So the question asks : Let X and Y be random variable with joint density:
$f_{X,Y}(x,y) = c $ when $x^2 +y^2 ≤1 $
$f_{X,Y}(x,y) = 0 $ in other situations
(a) Find the value of the constant $c$.
(b) Let $Z=Y/X$. Compute the density of $Z$.
(c) Find the conditional density $f_{Y|X=x} (y)$. Identify the distribution of $Y |_{X=x}$.
So so far I got:
a. $x^2+y^2<1$
so $x∈[-1,1]$ and $y∈[-(1-x^2)^{0.5},(1-x^2)^{0.5}]$
$1=\int_{-1}^{1} \int_{-(1-x^2)^{0.5}}^{(1-x^2)^{0.5}} c \, dy \,dx = cπ$
so $c = 1/π$
b. $F_Z(z) = P(Z ≤ z)= P(X/Y ≤ z) $
$= \int_{-1}^1 \int_{ y / x ≤ z}^{xz} c \,dy \, dx $
$= 1/π \int_0^1 xz \, dx $
$= \left. z x^2 / 2 π \right|_0^1$
$= z / 2π $
so $f_{y/x}(z) = 1/2π $ for $-∞ ≤ z≤ ∞$
c. It is a uniform distribution on [$-(1-x^2)^{0.5} , (1-x^2)^{0.5}$]

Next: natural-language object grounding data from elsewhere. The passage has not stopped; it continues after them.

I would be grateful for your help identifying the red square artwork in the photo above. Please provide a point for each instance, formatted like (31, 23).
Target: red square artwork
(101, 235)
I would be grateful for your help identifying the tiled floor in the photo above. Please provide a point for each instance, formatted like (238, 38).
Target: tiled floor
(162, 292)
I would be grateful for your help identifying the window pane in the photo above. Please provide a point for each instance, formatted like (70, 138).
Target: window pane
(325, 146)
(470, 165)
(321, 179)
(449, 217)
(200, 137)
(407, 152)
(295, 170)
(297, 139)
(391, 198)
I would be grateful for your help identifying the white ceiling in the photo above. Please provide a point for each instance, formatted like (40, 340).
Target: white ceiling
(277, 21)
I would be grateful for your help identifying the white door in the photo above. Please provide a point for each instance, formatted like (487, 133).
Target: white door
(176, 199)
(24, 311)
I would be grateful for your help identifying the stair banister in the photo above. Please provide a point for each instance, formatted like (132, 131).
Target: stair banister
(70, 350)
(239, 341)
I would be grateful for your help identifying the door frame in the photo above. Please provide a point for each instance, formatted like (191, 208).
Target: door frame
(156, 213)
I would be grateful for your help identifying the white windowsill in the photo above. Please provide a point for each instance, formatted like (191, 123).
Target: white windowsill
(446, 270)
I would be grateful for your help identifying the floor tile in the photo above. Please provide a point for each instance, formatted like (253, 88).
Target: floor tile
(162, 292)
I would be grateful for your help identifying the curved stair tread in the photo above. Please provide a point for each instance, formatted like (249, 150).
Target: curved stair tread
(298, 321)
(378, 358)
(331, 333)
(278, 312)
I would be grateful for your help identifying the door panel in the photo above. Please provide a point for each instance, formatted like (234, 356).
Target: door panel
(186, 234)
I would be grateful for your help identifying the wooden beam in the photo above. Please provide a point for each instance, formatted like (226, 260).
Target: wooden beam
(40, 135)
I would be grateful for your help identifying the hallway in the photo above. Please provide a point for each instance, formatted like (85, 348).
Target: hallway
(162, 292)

It has a constant $c= 1/(b-a) = 2(1-x^2)^{-0.5}$
so $f_{y/x}(z)$ = $2(1-x^2)^{-0.5}$
I think the part a should be correct, but am I doing part b and c correctly?

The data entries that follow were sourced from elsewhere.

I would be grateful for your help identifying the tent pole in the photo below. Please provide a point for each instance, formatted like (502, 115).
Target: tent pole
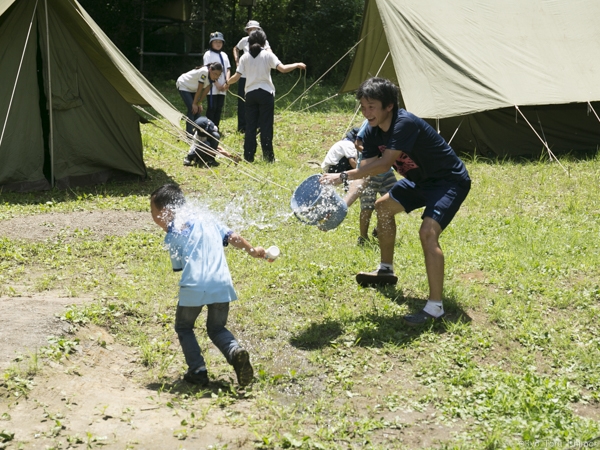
(51, 136)
(594, 111)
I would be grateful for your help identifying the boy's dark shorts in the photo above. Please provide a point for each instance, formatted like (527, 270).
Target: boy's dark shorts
(441, 199)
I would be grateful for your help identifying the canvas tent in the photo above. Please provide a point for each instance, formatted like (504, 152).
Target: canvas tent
(466, 65)
(66, 99)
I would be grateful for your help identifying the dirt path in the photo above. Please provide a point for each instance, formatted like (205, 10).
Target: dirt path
(96, 398)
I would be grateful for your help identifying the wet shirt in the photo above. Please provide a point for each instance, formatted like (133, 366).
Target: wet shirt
(196, 249)
(425, 156)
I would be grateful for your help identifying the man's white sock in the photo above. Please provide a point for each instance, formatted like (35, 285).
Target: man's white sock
(434, 307)
(384, 266)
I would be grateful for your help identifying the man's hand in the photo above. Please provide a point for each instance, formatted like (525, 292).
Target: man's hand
(330, 178)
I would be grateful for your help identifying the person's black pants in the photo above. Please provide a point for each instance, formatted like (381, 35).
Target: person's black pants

Part (a) is correct. Because $\pi$ is the area of the support, and total probability over this area must be $1$, a uniform distribution supported on the unit circle will have a probability density of: $1/\pi$.
(b) Note that: $\mathsf P(Y/X\leq z) = \mathsf P(Y\leq Xz, X>1)+\mathsf P(Y\geq Xz, X<1)$
$$F_{Y/X}(z) = \int_{0}^{1}\int_{-\surd{(1-x^2)}}^{\min\{xz,\surd{(1-x^2)\}}} \pi^{-1}\operatorname d y\operatorname d x + \int_{-1}^{0}\int_{\max\{xz,-\surd{(1-x^2)}\}}^{\surd{(1-x^2)}} \pi^{-1}\operatorname d y\operatorname d x$$
But I'd use the ratio distribution formula:
$$\begin{align}f_{Y/X}(z) = \int \frac{\lvert x\rvert}{\pi} \mathbf 1_{x^2(1+z)^2<1}\operatorname d x\quad\mathbf 1_{z\in(-\infty;\infty)} \\ = \int_{-1/\surd(1+z^2)}^{1/\surd(1+z^2)}\frac{\lvert x\rvert}{\pi}\operatorname d x\quad\mathbf 1_{z\in(-\infty;\infty)} \\ = \dfrac{1}{\pi(1+z^2)}\quad\mathbf 1_{z\in(-\infty;\infty)} \end{align}$$
And $F_{Y/X}(z) = \tfrac 1 2 + \frac{\arctan(z)}{\pi}$
-- In hind sight, we can see that conversion to polar coordinates might have been useful too, as $Y/X = \tan(\Theta)$ . --
(c) Indeed: $f_{Y\mid X}(y\mid x) ~=~ \frac{1}{2\sqrt(1-x^2)}~\mathbf 1_{[x^2+y^2\leq 1]}$
You have argued that as the probability has uniform density over the disk, conditional probability over any curve segment within the disk has uniform density. That is okay; but comes with a cautionary note.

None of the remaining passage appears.